Throughout Central and Eastern Europe, teacher trainers and text developers in the area of civics and human rights education have observed a genuine eagerness on the part of classroom teachers to become familiar with activity-based Western methods. However, even for those willing to try new 'learner-centred' instructional methods, efforts have been impeded on the personal level by a lack of skill, experience and sustained support, and on the bureaucratic level by a system whose logic, culture and accountability measures usually serve to reinforce content-driven instruction. The Romanian curricular developers are concerned that some teachers will baulk at the decision making that will be required in their new text, let along the instructional practices that are presented.

 

The legacy of a highly ideologised approach, traditional teaching methods, contamination of political terminology, economic distress and other features already mentioned in this chapter are significant defining characteristics of political educational reform in Central and Eastern Europe. Nonetheless, many of the confounding challenges for changing instructional practice are not unique to the subject or region. Disguise the language and the subject matter, and you will hear familiar rationales: teachers are underpaid and undervalued; the system rewards conformity; teachers are under pressure to cover content; the first priority is to prepare students to pass their exams; the headmaster and parents would not understand; few teachers have the energy and experience necessary to try new activity-based instructional methods; there are not enough materials; there is not enough training; there is not enough time.

These concerns are real and require serious attention. They suggest that both long-term, classroom-based supports and system-based efforts will be necessary. Given the emerging democratic and human rights political realities of the region, change programmes must take into account that the learning process for all-- teachers, curriculum developers, politicians and the barber around the corner--is ongoing. In the final section, I briefly address designing national programmes to promote classroom change.

Challenge 3: Designing programmes at national level

How can human rights education programmes be designed so as to take into account an overall national context of political uncertainty, centralised policymaking traditions and severe resource shortages in planning for such change?

Designing effective national programmes in citizenship or human rights education is a formidable challenge, even under more stable political and economic conditions than those now apparent in Central and Eastern Europe. Yet, the very organisational, political and ideological fluidity that can cloud one's vision also presents the prospect of developing new educational directions.

Educational reformers of all persuasions struggle with the core questions of how to create long-term conditions for personal as well as system change. The Netherlands Helsinki Committee (NHC) creates national human rights education programmes in concert with local partners so as to have multiple strategies for outreach and support, and to promote the possibilities of a 'multiplier effect' and capacity building at many levels.

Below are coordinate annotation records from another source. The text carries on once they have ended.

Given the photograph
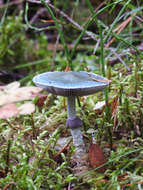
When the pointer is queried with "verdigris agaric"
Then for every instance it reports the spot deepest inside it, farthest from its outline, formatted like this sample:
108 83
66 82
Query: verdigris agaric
71 85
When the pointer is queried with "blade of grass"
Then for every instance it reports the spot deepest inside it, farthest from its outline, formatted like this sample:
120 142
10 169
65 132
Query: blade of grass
31 64
29 25
4 14
60 33
127 43
116 20
89 22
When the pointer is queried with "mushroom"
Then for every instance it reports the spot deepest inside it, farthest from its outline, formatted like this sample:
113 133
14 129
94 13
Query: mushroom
71 85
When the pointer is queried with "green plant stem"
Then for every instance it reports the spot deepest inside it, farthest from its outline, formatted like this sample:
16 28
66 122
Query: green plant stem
127 43
60 32
4 14
29 25
89 22
7 156
115 21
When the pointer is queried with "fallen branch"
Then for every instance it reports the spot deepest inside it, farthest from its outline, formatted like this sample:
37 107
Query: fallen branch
88 33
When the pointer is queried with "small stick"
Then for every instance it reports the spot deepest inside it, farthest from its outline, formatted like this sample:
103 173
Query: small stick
99 80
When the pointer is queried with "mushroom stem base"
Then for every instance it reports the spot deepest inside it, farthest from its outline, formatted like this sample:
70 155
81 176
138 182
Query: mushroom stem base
78 141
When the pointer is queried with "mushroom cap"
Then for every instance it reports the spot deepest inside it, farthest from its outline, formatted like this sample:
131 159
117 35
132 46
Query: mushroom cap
70 83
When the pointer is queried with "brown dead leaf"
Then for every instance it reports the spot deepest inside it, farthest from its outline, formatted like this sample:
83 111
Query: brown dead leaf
9 110
96 157
99 105
41 99
26 108
67 69
15 94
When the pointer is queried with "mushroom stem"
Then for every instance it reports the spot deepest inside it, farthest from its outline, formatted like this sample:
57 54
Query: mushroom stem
71 107
75 123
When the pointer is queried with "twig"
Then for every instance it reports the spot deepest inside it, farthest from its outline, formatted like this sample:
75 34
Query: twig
100 5
88 33
119 29
11 3
120 59
55 50
7 156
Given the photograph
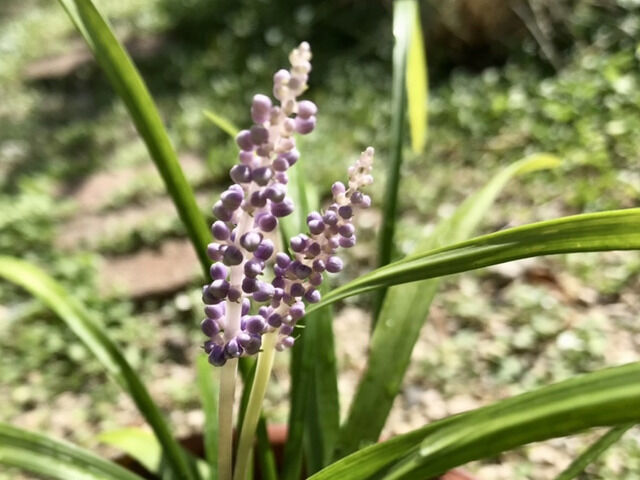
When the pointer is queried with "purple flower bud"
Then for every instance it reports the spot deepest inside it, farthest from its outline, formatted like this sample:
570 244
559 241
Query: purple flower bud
316 227
296 290
261 175
319 265
213 251
275 320
219 288
315 279
243 139
280 164
251 240
298 243
245 157
286 329
275 192
240 174
283 208
297 311
347 242
305 125
267 222
334 264
232 198
278 282
306 109
346 230
264 250
260 108
222 213
232 256
265 292
330 218
356 197
312 295
250 343
338 188
209 327
233 348
220 230
292 156
313 250
218 271
345 211
253 268
300 270
249 285
234 294
213 311
258 199
282 260
254 324
217 356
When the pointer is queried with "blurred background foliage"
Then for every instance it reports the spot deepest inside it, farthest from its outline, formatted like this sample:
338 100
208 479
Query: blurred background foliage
508 78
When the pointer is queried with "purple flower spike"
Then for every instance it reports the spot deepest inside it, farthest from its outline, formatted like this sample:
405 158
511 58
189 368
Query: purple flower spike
218 271
247 214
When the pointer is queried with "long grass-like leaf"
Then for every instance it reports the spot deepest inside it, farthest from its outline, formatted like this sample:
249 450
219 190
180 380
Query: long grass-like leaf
405 311
403 12
55 459
39 284
593 452
606 397
128 84
417 85
592 232
208 389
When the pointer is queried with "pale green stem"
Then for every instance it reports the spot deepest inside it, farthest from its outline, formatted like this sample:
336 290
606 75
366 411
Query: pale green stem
258 389
225 418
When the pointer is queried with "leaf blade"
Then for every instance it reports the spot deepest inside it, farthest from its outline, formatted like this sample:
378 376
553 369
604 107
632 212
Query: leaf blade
404 312
55 458
39 284
605 397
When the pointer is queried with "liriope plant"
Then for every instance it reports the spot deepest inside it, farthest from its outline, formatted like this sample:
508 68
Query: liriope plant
248 263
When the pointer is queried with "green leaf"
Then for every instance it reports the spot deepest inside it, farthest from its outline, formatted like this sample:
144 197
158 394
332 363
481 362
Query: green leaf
222 123
405 311
128 84
592 232
417 84
606 397
39 284
208 389
593 452
55 459
137 443
403 13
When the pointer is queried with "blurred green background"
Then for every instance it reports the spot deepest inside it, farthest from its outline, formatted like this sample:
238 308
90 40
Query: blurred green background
79 196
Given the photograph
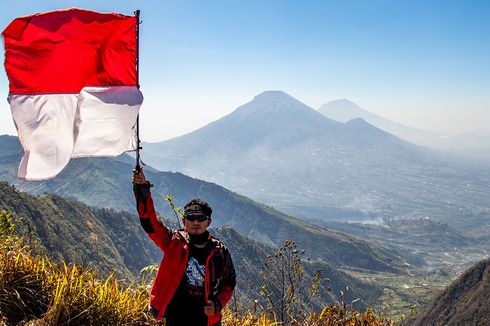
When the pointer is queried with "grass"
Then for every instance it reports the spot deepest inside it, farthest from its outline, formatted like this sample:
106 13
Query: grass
36 291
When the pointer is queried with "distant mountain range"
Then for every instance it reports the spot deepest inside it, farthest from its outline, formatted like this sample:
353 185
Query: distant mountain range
113 242
279 151
465 302
469 145
105 182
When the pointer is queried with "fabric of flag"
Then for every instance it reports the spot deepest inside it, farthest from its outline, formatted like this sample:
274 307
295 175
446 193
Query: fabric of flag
73 87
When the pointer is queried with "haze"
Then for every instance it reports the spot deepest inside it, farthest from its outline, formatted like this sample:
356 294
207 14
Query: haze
422 64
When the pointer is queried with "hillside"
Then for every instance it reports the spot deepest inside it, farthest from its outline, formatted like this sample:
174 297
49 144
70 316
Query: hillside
112 241
279 151
34 290
105 182
465 302
71 231
469 145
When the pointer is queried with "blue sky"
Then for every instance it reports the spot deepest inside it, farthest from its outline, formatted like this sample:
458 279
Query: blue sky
425 64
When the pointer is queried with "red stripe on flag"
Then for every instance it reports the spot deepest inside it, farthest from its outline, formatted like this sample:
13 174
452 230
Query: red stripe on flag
64 51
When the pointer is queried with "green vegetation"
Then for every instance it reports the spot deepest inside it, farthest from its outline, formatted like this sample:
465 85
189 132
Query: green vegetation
35 290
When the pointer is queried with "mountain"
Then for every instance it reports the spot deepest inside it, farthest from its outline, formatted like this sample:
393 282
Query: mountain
113 242
470 145
249 257
279 151
71 231
464 302
105 182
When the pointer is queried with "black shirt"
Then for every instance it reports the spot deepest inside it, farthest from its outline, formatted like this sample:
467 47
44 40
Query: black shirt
187 305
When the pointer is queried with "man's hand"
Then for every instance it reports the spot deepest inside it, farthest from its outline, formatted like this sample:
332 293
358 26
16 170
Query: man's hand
209 308
139 177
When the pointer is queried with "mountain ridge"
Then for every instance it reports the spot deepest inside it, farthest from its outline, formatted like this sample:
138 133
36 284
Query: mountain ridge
105 182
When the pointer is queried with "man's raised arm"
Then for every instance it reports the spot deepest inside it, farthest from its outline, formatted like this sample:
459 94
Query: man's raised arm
156 230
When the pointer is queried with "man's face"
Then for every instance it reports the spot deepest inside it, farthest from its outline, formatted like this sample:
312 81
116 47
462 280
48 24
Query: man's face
197 225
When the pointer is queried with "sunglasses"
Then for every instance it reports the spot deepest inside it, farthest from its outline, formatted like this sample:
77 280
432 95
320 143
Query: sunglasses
200 218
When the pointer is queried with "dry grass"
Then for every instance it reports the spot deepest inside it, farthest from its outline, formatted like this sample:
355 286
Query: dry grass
36 291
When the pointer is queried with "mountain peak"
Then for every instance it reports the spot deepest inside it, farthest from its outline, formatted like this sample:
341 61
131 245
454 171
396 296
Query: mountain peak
273 102
272 95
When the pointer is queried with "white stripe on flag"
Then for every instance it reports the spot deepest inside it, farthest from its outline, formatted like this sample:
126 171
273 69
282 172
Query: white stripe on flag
53 128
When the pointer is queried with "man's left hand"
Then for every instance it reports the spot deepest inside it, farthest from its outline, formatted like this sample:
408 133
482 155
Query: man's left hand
209 308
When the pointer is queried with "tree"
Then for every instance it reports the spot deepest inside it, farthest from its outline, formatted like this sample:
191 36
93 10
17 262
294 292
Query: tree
287 287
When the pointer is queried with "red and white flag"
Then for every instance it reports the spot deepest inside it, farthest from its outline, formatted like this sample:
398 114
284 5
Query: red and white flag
73 87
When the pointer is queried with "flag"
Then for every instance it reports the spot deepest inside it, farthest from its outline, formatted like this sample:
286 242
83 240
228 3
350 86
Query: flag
73 87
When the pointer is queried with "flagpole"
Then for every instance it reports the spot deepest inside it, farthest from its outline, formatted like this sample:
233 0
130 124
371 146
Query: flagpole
138 143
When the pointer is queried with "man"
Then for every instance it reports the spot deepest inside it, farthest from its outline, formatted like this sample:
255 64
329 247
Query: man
196 277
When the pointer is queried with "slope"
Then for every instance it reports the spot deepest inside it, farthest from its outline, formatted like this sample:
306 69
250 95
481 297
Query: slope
464 302
279 151
106 183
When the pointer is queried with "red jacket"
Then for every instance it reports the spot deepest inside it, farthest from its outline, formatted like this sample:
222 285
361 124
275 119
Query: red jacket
219 280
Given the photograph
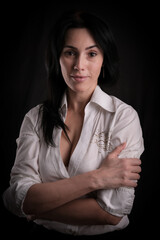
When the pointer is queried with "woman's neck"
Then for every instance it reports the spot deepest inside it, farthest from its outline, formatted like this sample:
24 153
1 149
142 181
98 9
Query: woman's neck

Operationally speaking, this means that the projects are spread over several years. Various partners within a single country are selected for the activities that form the heart of the programme: materials development and teacher training. The materials can range widely from text development in required and optional subjects in the national curriculum (usually civics or moral education) to the development of supplementary instructional materials that can be used in an integrated fashion throughout a school curriculum. Such materials, which can also be used to support out-of-classroom experiences, can employ lessons, simulations, literature, drama or visual arts as vehicles for inquiry- and participation-oriented education. Teacher training programmes would ideally work at both the pre-service and in-service levels, and be designed in such a way that an ever-increasing cadre of trainers and resource people were available to offer support to teachers at the local level. The ultimate test of a human rights education programme would be that human rights serves as a philosophical basis that permeates all disciplines and teaching along at least the valuing and information dimensions; in addition, the inquiry-oriented and participatory aspects of such programmes would be evidenced through individual reflection, expression and moral choice, and a democratic culture that pervades the classroom environment, if not an entire school.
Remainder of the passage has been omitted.